Everybody (mostly in the english-speaking bibliophile world) has been talking about Elena Ferrante, lately. I was curious, as, strangely, though she has been translated in French for quite a few years already, there wasn’t that much of a buzz surrounding her Neapolitan Novels (or not one that I noticed). Which is paradoxical because I usually hear about more Italian writers in the French (translated) book world than in the English (that is not limited to Italian fiction, and probably due to the fact that the English literary scene is bigger than the French-speaking one, and therefore the drive for translated fiction is less important. Or, it might be a cultural thing. I was half suspicious, I had kind of decided in my head that I already had my panel of favourite Italian writers (Calvino,Erri De Luca, Goliarda Sapienza, Margaret Mazzantini, and a few others), and, like I often do in the most annoying way, judged in advance that maybe that buzz wasn’t really worth it.
Anyway, I was looking her up at my public library (yes, it is mine, I’ve decided), and found not the Neapolitan Novels, but one of her first novels, The Days of Abandonment (I giorni dell’abbandono). This is a long, almost continuous monologue about Olga, a writer, a mother of two children, and an spouse, whose husband leaves her, suddenly. This abandonment, as it is felt, leads her to a slow descent of rationality loss, where she abandons the world, her family, her normal functioning, and herself.

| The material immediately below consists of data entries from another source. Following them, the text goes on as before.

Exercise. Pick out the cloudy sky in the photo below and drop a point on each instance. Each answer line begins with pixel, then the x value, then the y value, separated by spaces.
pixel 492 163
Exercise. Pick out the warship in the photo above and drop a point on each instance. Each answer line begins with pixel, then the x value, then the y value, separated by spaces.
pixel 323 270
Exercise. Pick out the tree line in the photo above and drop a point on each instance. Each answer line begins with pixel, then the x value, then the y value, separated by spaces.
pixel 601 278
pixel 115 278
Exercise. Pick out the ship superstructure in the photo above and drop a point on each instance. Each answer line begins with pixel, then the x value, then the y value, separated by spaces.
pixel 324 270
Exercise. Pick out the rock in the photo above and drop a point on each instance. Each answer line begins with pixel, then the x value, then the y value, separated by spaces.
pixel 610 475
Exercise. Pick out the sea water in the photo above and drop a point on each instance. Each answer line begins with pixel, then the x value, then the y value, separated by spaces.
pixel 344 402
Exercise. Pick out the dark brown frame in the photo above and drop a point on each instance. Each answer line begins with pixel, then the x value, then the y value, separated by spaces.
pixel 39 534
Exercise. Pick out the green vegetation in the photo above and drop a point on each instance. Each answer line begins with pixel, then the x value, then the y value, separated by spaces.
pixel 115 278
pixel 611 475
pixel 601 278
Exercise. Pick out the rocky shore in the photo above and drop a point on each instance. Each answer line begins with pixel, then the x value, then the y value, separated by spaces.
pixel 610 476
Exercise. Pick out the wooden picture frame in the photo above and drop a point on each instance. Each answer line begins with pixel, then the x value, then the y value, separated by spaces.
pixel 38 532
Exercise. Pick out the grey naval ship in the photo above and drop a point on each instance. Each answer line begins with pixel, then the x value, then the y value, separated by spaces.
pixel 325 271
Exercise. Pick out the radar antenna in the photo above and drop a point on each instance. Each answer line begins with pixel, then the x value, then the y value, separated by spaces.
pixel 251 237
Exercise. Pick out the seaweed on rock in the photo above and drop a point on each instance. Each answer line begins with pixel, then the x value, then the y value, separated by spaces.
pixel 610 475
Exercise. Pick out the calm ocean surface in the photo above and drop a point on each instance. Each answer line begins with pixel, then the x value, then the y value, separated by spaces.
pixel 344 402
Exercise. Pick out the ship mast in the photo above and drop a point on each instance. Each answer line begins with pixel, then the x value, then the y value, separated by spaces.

Beautifully written, it explores this episode of loss of self, this gripping, raw testimony of a crumbling, like no other book I have read so far. You are, at every step, with Olga. You are, for once, the mad woman, you don’t get to observe from afar. In that same way, you don’t get to judge. And you feel, or at least I felt, the fall, almost from within. She seems to be left with no skin, exposed to the tiniest drift of air, with burst of violence and rare moments of self awareness, and you aren’t spared any second of it.
From the premise, you might think this is a story that has been told many times already: the woman who loses herself, in a crisis. But I don’t think it has been told that way. It is gripping, and beautiful, and scary, as true madness, felt, must be.
So I get the buzz surrounding her, and I’m joining the fan-base, at least for this book. This is a must read.